Ich fragte mich immer mal wieder, welche Impulse mir dieses Bild für meine eigene Arbeit geben kann. Die Tatsache, dass ich noch am Anfang meiner Entwicklung stehe hat mich bisher nie davon abgehalten, mich an grossen Künstlern und Werken zu orientieren. Es ist zwar wahrscheinlich, dass mir nie ein solches 'Once-in-a-lifetime'-Werk gelingen wird. Viele der Künstlerinnen und Künstler, deren Werk ich bewundere und regelmässig verfolge, spielen in einer anderen Liga und die meisten haben auch schon ihr ganzes Leben der Kunst gewidmet. Solange mich diese Erkenntnis nicht in meiner eigenen Arbeit behindert, nehme ich Ideen und Anstösse solcher Meister dankbar entgegen und versuche, was sich daraus mit meinen eigenen Mitteln und momentanen Fähigkeiten machen lässt.
- Ich habe Lust bekommen, nächstens wieder einmal zu Feder und Tinte zu greifen und wieder einmal eine Federzeichnung zu machen. Die letzte liegt wahrscheinlich mehr als dreissig Jahre zurück.
- 'Rebirth' ist ein Werk enormer Dichte und Komplexität, rein schon durch die Grösse aber auch durch die feingliedrige Struktur und den Detailreichtum. Dichte und Vielschichtigkeit sind Ziele, die ich auch in meinen Arbeiten versuche zu erreichen. Detailreichtum ist nicht so mein Ding. Ich werde weiterhin versuchen, diese Ziele über eine vielschichtige Farbstruktur, unterschiedliche Maltechniken und Abstraktion zu erreichen.
- Und schliesslich ist es die bewundernswerte Ausdauer und Hingabe für ein einziges Werk, welche ich mir zum Vorbild nehmen möchte. Ich bin von Naur aus eher ungeduldig und irgendwann muss für mich das Ende eines Projekts absehbar sein.
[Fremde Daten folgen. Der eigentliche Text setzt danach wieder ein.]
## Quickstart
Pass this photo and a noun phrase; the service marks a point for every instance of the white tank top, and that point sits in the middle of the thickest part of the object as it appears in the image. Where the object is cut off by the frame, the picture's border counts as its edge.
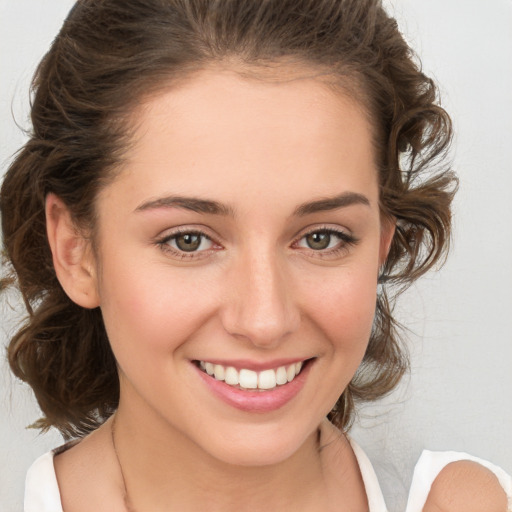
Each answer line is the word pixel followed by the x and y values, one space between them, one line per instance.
pixel 42 491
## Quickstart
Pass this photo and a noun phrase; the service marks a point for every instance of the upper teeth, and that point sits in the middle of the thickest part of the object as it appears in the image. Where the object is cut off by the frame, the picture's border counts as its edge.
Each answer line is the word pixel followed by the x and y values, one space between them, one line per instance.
pixel 249 379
Es gibt aber Ideen, die lassen sich nicht in absehbarer Zeit umsetzen und erfordern bis zur Reife mehr Zeit, vielleicht sogar sehr viel Zeit. Bisher bin ich an solchen Projekten meist gescheitert (z.B. mein angefangenes Bild mit dem Seerosenteich, wo ein Ende noch lange nicht absehbar ist). Ich möchte diesen Impuls zum Anlass nehmen, an einem meiner angefangenen Werke weiter zu arbeiten.